First, geometry is used by both species and both sexes. This outcome is consistent with the findings of past studies (Vallortigara et al. 2009) that suggest that geometric reorientation is governed by widespread, automatic underlying mechanisms, specifically attuned to environmental surface layouts and independent of landmark use.

Second, landmarks are not used as a directional cues (or in combination with sense relations), but as an attractive local beacon, at best. When it is near the goal, it can be somewhat useful, though not as a cue to reorientation; however, when it is far from the goal, it can be a distraction, especially when there is no useful environmental geometry to otherwise inform navigation. Moreover, the influence of the blue wall landmark is variable and inconsistent across species and sex. These results are at a first glance inconsistent with the findings of Sovrano et al. (2003) in which both males and females were equally able to learn to use local landmarks to guide disoriented behavior. This difference may be due to the influence of training or motivation (given that only female conspecifics were used as the social attractors in the present task) on the use of landmarks but not geometry. Nevertheless, it is important to recognize that the present study tested only one color and type of landmark (i.e., one blue wall). It is an open question whether other landmarks or other attractor cues will result in different patterns or interactions of sex and species. Further tests are needed to address these questions.

The use of environmental shape to compute orientation in the absence of experience and training, alongside the limited use of landmarks as local beacons, is consistent with recent findings of spontaneous reorientation in other animals (Lee and Spelke 2011; Lee et al. 2012b) and suggestive of the existence of independent processes and cue specificity that characterize the geometric specificity view of reorientation. The image-matching view, for instance, cannot explain the inability to use wall color when the goal was at an all-white corner.

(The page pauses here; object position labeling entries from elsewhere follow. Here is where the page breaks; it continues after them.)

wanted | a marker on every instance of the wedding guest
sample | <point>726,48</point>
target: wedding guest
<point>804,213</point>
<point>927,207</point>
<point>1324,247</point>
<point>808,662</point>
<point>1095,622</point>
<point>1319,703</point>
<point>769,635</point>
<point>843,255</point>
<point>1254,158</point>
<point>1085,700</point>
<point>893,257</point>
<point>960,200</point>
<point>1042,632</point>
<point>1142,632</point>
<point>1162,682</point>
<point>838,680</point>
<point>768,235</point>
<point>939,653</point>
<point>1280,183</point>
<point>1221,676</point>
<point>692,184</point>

Furthermore, the image-matching view cannot readily explain the inability to distinguish between a blue-white corner (right of the blue wall) and a white-blue corner (left of the blue wall). The combination learning view, on the other hand, cannot explain the reliability of reorientation by geometry and the contrasting failure to reorient by a stable, reliable, and salient landmark in the absence of competing cues (Experiment 2), despite the fact that the fish were motivated in the task and could overcome their attraction to the landmark when provided with geometric cues (Experiment 3). Finally, neither the image-matching view nor the combination learning theory can explain the species and sex differences in the use of the landmark and the lack of differences in the use of geometry, given that all subjects were housed in identical home aquariums.

While it is important to characterize the basic cognitive mechanisms that provide animals with abilities to navigate by geometry in the absence of training, it is also crucial to then develop an account of how learning adds new representations or changes old ones. For instance, while image-matching or domain-general learning processes do not explain spontaneous reorientation behavior, it is possible that experience and reinforced learning in familiar environments give rise to image-based or associative representations. Future studies may reveal that rather than being mutually exclusive, multiple independent processes of representing the environment, some that require more learning than others, exist in parallel with geometrically specific mechanisms for reorientation.